I'm using Prometheus 2.6.0 and go 1.11
After changing an alert rule to have more labels and restarting Prometheus, I have ALERTS{} metrics that match the older alert rule that are still firing days later.
old alert rule:
alert: procMissing
expr: namedprocess_namegroup_num_procs{environment!="alpha",groupname!~"(cron|master|rsyslogd|snmpd|sshd)"} < 1
for: 2m
labels: { env: '{{$labels.environment}}', region: '${{labels.region}}', severity: critical }
annotations:
summary: "{{$labels.groupname}} not running on {{$labels.node}}.{{$labels.ip}}"

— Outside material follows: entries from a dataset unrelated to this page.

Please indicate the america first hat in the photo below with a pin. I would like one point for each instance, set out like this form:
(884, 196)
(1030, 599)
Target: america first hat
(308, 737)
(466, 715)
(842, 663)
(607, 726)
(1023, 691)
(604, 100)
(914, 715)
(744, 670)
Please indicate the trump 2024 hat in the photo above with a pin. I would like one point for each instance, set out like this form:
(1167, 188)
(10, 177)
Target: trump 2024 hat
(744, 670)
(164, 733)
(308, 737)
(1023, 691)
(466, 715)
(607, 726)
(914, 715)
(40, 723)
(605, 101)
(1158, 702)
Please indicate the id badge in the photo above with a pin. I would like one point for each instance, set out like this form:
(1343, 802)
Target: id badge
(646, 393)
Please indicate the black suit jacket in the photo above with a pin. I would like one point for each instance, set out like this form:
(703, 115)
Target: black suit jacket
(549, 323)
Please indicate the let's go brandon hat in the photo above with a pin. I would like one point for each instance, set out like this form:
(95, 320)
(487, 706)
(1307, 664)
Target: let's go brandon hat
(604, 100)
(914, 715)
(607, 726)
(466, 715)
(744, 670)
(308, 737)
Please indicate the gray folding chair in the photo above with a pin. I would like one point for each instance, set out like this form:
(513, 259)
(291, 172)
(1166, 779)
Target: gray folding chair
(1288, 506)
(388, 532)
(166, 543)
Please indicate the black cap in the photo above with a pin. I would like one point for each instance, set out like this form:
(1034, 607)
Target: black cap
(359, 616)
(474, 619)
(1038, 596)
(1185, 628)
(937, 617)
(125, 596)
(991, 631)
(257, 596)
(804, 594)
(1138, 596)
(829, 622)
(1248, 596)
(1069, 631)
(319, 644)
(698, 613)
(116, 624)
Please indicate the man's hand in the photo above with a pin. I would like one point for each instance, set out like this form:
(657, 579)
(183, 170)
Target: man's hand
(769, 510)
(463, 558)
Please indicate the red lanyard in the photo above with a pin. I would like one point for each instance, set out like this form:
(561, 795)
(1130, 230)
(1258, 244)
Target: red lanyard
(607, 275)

description: "num_procs for groupname {{$labels.groupname}} < 1 for 2 minutes"
old alert metric:
ALERTS{alertname="procMissing",alertstate="firing",env="beta",groupname="BusinessServer",ip="[redacted]",job="process-exporter",node="[redacted]",region="us-east-1",severity="critical"}
new alert rule:
alert: procMissing
expr:
namedprocess_namegroup_num_procs{environment!="alpha",groupname!~"(cron|master|rsyslogd|snmpd|sshd)",groupname!~"Business.*"} < 1
for: 2m
labels: { env: '{{$labels.environment}}', region: '${{labels.region}}', rulefile: alerts2.yml, severity: critical }
annotations:
summary: "{{$labels.groupname}} not running on {{$labels.node}}.{{$labels.ip}}"
description: "num_procs for groupname {{$labels.groupname}} < 1 for 2 minutes"
After updating alerts2.yml and restarting prometheus, the old alert metric that matches "Business.*" and without the rulefile label still appears with recent timestamps dated after I made the change and restarted.
Shouldn't firing alerts match the alertrules? I'd understand if the pre-change ALERTS{} had timestamps that predated the change, but these have timestamps after the change.
Why are there current ALERTS{alertstate="firing"} metrics that aren't in the /alerts http report? Maybe I misunderstand the nature of ALERTS{} metrics.